Webinar Series: Conversations on Language Policy in Africa
Multilingualism is not a barrier to African economic development; bad
economic policies are.
Registration link:
https://events.teams.microsoft.com/event/99882eae-9667-46d6-b794-7d8fbd175b77@d400387a-212f-43ea-ac7f-77aa12d7977e
Abstract
Since the dawn of Independence in the early1960s, African leaders have
been advised, especially by economists, but also by some linguists
that the multitude of languages is expensive and an obstacle to
economic development. They have not realized that the current
stratification of the languages with European languages at the apex
and indigenous languages at the bottom for the ladder perpetuates the
colonial socioeconomic structure of subordination and exploitation.

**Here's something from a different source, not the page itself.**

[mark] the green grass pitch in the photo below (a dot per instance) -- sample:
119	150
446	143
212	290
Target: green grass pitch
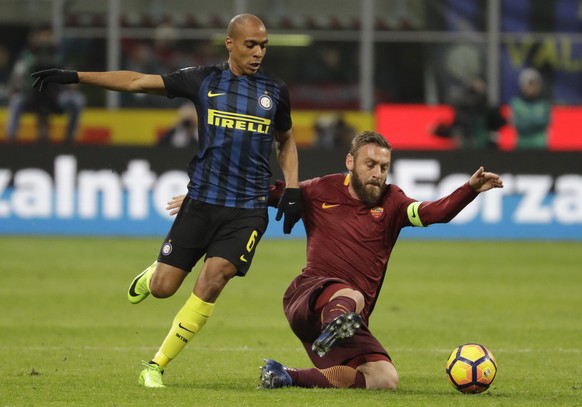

Indigenous rulers are the new colonizers from within invested more in
self-enrichment and the economic development of the Global North. They
use the European languages both to marginalize those who do not speak
them and exploit those who produce raw materials that the Global North
has always coveted since the rise of the Industrial Revolution. The
illusion to develop Africa in the model of its European former
metropoles has engendered a socioeconomic class system in which the
overwhelming majority of disenfranchised is getting increasingly
dispossessed and poorer. While this regime of languages has worked
well for the under-development of Africa, reversing it to where the
current official languages are stipulated as foreign languages for the
few who need them can help empower indigenous languages economically
and politically, provided political corruption is eradicated and
development plans become inclusive and altruistic.
Speaker:
Salikoko S. Mufwene is the Edward Carson Waller Distinguished Service
Professor in the Dept. of Linguistics; the Dept. of Race, Diaspora,
and Indigeneity; and the College at the University of Chicago. His
research area is evolutionary linguistics, focused on the phylogenetic
emergence of languages and language speciation, and on language
vitality. He has authored and (co-)edited dozens of books and has
published hundreds of articles, book chapters, and book reviews. He is
a fellow of the Linguistic Society of America, of the American
Philosophical Society, and of the American Academy of Arts and
Sciences. He assumed the Chaire Mondes francophones at the Clollège de
France for the 2023-24 academic year.
Moderator: Dr. Djouroukoro Diallo
Djouroukoro Diallo graduated with a PhD in Applied Linguistics from
the University of Bern. He works as Head and Coordinator of Initiative
Afrique at the Vice-Rectorate of Research and Innovation. He oversees
the Executive Board of Initiative Afrique and is in charge of all
international collaborations with African and European partners. He
serves as the spokesperson for Initiative Afrique at conferences and
seminars held in Switzerland and abroad.